CA Paris, 5e ch. A, 9 février 2005, n° 03-13522

PARIS

Arrêt

Confirmation

PARTIES

Demandeur :

SCD (SARL)

Défendeur :

Papresa (Sté)

COMPOSITION DE LA JURIDICTION

Président :

Mme Riffault-Silk

Conseillers :

MM. Picque, Roche

Avoués :

SCP Roblin-Chaix de Lavarenne, SCP Mira-Bettan

Avocats :

Mes Alemant, Chatelain.

T. com. Créteil, du 10 juin 2003

10 juin 2003

Par courrier à valeur contractuelle en date du 8 mai 1996 la société de droit espagnol Papresa a autorisé la société de Courtage et de Distribution à la représenter sur le marché français à l'effet de vendre le papier qu'elle fabriquait et ce, dans le cadre d'un mandat d'intérêt commun. Il était ainsi prévu que la société de Courtage et de Distribution perçoive une commission égale à 2,5 % du chiffre d'affaires apporté par les clients prospectés par ses soins sur le marché français, seules deux entreprises, la Dépêche du Sud-Ouest et la société Rotosud, avec lesquelles la société Papresa commerçait déjà directement, étant exclues de l'accord.

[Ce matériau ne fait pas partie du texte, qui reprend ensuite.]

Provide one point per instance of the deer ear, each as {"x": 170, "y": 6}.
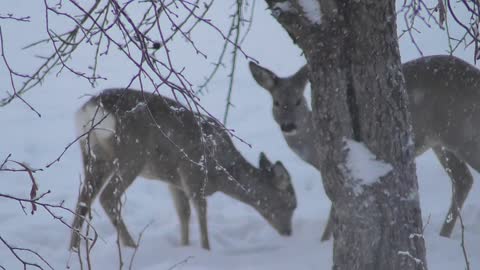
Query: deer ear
{"x": 281, "y": 178}
{"x": 264, "y": 77}
{"x": 263, "y": 162}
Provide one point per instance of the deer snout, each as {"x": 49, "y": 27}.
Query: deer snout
{"x": 288, "y": 128}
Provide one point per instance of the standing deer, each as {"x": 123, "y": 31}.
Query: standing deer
{"x": 444, "y": 95}
{"x": 130, "y": 133}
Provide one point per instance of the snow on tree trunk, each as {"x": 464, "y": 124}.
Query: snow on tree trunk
{"x": 358, "y": 94}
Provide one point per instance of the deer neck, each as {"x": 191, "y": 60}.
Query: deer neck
{"x": 243, "y": 182}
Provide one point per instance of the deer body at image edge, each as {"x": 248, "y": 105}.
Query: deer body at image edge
{"x": 443, "y": 93}
{"x": 131, "y": 133}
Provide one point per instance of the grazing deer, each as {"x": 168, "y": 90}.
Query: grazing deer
{"x": 444, "y": 94}
{"x": 130, "y": 133}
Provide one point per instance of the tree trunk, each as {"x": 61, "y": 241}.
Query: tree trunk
{"x": 358, "y": 95}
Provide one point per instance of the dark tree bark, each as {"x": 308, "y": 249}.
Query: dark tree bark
{"x": 358, "y": 93}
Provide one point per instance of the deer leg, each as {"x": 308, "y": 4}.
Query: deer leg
{"x": 182, "y": 206}
{"x": 327, "y": 232}
{"x": 97, "y": 172}
{"x": 110, "y": 198}
{"x": 193, "y": 184}
{"x": 461, "y": 184}
{"x": 200, "y": 204}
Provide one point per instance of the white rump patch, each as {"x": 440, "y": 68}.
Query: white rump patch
{"x": 95, "y": 119}
{"x": 283, "y": 6}
{"x": 363, "y": 164}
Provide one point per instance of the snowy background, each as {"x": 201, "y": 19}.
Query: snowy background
{"x": 240, "y": 238}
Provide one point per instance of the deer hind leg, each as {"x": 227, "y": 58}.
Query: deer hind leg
{"x": 328, "y": 231}
{"x": 97, "y": 171}
{"x": 182, "y": 206}
{"x": 193, "y": 184}
{"x": 461, "y": 184}
{"x": 124, "y": 174}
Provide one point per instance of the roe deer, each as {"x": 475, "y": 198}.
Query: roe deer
{"x": 443, "y": 93}
{"x": 130, "y": 134}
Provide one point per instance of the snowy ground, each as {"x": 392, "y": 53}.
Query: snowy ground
{"x": 240, "y": 238}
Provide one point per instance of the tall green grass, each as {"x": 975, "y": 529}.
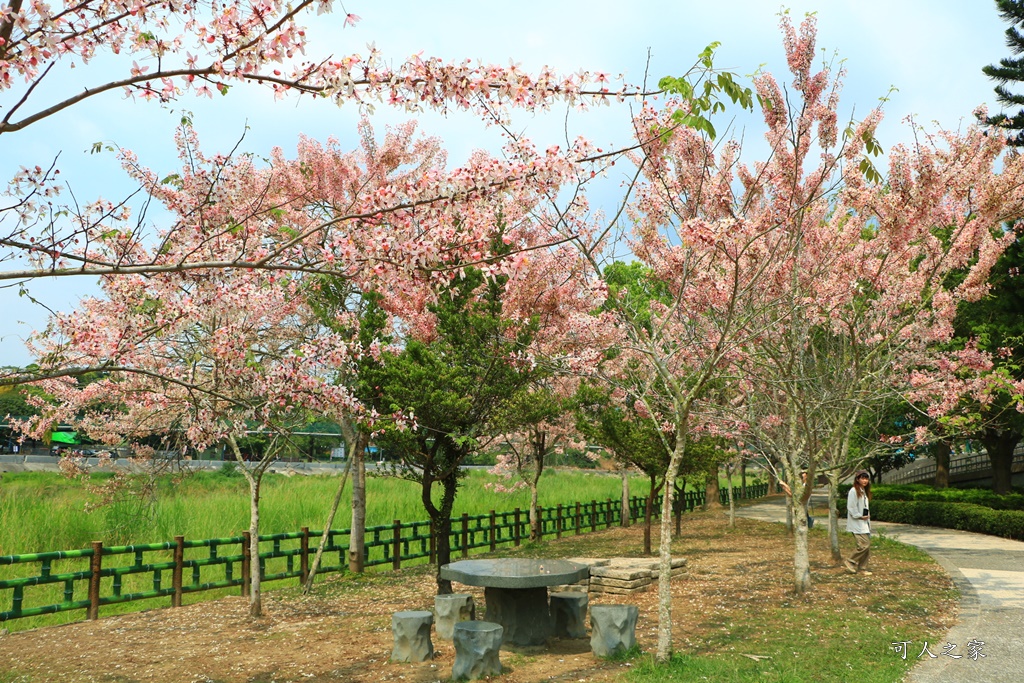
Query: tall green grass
{"x": 41, "y": 511}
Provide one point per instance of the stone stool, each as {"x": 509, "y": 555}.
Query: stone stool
{"x": 412, "y": 636}
{"x": 568, "y": 611}
{"x": 612, "y": 629}
{"x": 450, "y": 609}
{"x": 476, "y": 645}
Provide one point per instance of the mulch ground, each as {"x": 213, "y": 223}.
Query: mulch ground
{"x": 342, "y": 632}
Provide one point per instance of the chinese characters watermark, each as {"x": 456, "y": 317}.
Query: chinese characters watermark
{"x": 901, "y": 647}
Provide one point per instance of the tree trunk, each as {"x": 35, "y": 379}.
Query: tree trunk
{"x": 625, "y": 517}
{"x": 712, "y": 491}
{"x": 314, "y": 565}
{"x": 1000, "y": 444}
{"x": 357, "y": 532}
{"x": 837, "y": 554}
{"x": 678, "y": 506}
{"x": 255, "y": 599}
{"x": 742, "y": 477}
{"x": 648, "y": 515}
{"x": 665, "y": 549}
{"x": 441, "y": 518}
{"x": 253, "y": 478}
{"x": 942, "y": 451}
{"x": 732, "y": 503}
{"x": 535, "y": 517}
{"x": 801, "y": 560}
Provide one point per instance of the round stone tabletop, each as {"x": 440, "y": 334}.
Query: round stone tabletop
{"x": 516, "y": 572}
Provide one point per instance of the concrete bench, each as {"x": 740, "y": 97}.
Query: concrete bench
{"x": 451, "y": 609}
{"x": 476, "y": 646}
{"x": 568, "y": 611}
{"x": 612, "y": 629}
{"x": 412, "y": 636}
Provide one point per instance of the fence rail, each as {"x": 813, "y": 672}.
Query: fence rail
{"x": 976, "y": 462}
{"x": 104, "y": 575}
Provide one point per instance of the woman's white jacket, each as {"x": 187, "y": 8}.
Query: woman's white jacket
{"x": 855, "y": 511}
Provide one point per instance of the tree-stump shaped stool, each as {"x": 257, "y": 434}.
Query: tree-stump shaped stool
{"x": 412, "y": 636}
{"x": 451, "y": 609}
{"x": 476, "y": 645}
{"x": 568, "y": 611}
{"x": 612, "y": 629}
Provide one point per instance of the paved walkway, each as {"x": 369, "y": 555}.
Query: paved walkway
{"x": 989, "y": 572}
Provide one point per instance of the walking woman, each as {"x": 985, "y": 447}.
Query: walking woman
{"x": 858, "y": 522}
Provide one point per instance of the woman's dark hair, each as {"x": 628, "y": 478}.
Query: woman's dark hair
{"x": 865, "y": 491}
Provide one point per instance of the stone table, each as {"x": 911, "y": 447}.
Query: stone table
{"x": 516, "y": 592}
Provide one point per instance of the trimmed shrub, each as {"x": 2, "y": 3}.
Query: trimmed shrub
{"x": 920, "y": 492}
{"x": 962, "y": 516}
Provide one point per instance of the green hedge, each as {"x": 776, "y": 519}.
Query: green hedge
{"x": 963, "y": 516}
{"x": 919, "y": 492}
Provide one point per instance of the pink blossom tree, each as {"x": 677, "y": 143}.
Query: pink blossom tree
{"x": 212, "y": 356}
{"x": 858, "y": 303}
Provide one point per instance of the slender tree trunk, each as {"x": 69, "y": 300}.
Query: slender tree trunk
{"x": 837, "y": 554}
{"x": 801, "y": 559}
{"x": 625, "y": 520}
{"x": 712, "y": 491}
{"x": 314, "y": 565}
{"x": 680, "y": 492}
{"x": 535, "y": 516}
{"x": 790, "y": 505}
{"x": 357, "y": 532}
{"x": 732, "y": 502}
{"x": 442, "y": 526}
{"x": 1000, "y": 444}
{"x": 742, "y": 477}
{"x": 648, "y": 515}
{"x": 665, "y": 549}
{"x": 942, "y": 450}
{"x": 253, "y": 478}
{"x": 255, "y": 590}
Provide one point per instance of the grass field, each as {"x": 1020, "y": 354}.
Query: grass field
{"x": 736, "y": 620}
{"x": 41, "y": 511}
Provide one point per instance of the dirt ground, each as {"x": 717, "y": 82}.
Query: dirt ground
{"x": 342, "y": 633}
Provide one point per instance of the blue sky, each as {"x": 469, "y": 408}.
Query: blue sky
{"x": 931, "y": 50}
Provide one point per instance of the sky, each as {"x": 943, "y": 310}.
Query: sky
{"x": 925, "y": 55}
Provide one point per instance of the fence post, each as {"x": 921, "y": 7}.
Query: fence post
{"x": 95, "y": 566}
{"x": 247, "y": 560}
{"x": 396, "y": 546}
{"x": 494, "y": 531}
{"x": 304, "y": 555}
{"x": 179, "y": 558}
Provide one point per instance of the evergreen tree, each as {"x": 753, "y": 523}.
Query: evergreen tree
{"x": 1010, "y": 70}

Estimant que la société Papresa n'avait pas respecté ses engagements contractuels et avait, par suite et de ce fait même, unilatéralement rompu les relations les liant la société de Courtage et de Distribution a, par acte du 1er octobre 2000, assigné l'intéressée devant le Tribunal de commerce de Créteil en paiement de commissions non réglées pour l'aunée 2000, d'une indemnité d'éviction ainsi que de dommages-intérêts.

Par le jugement présentement déféré du 10 juin 2003 le tribunal saisi, estimant que les deux parties n'avaient pas respecté leurs engagements respectifs et que la fin de leurs relations commerciales leur était également imputable, a débouté la société de Courtage et de Distribution de ses demandes indemnitaires et d'octroi de commissions et rejeté, par ailleurs, la demande en dommages-intérêts présentée par la société Papresa.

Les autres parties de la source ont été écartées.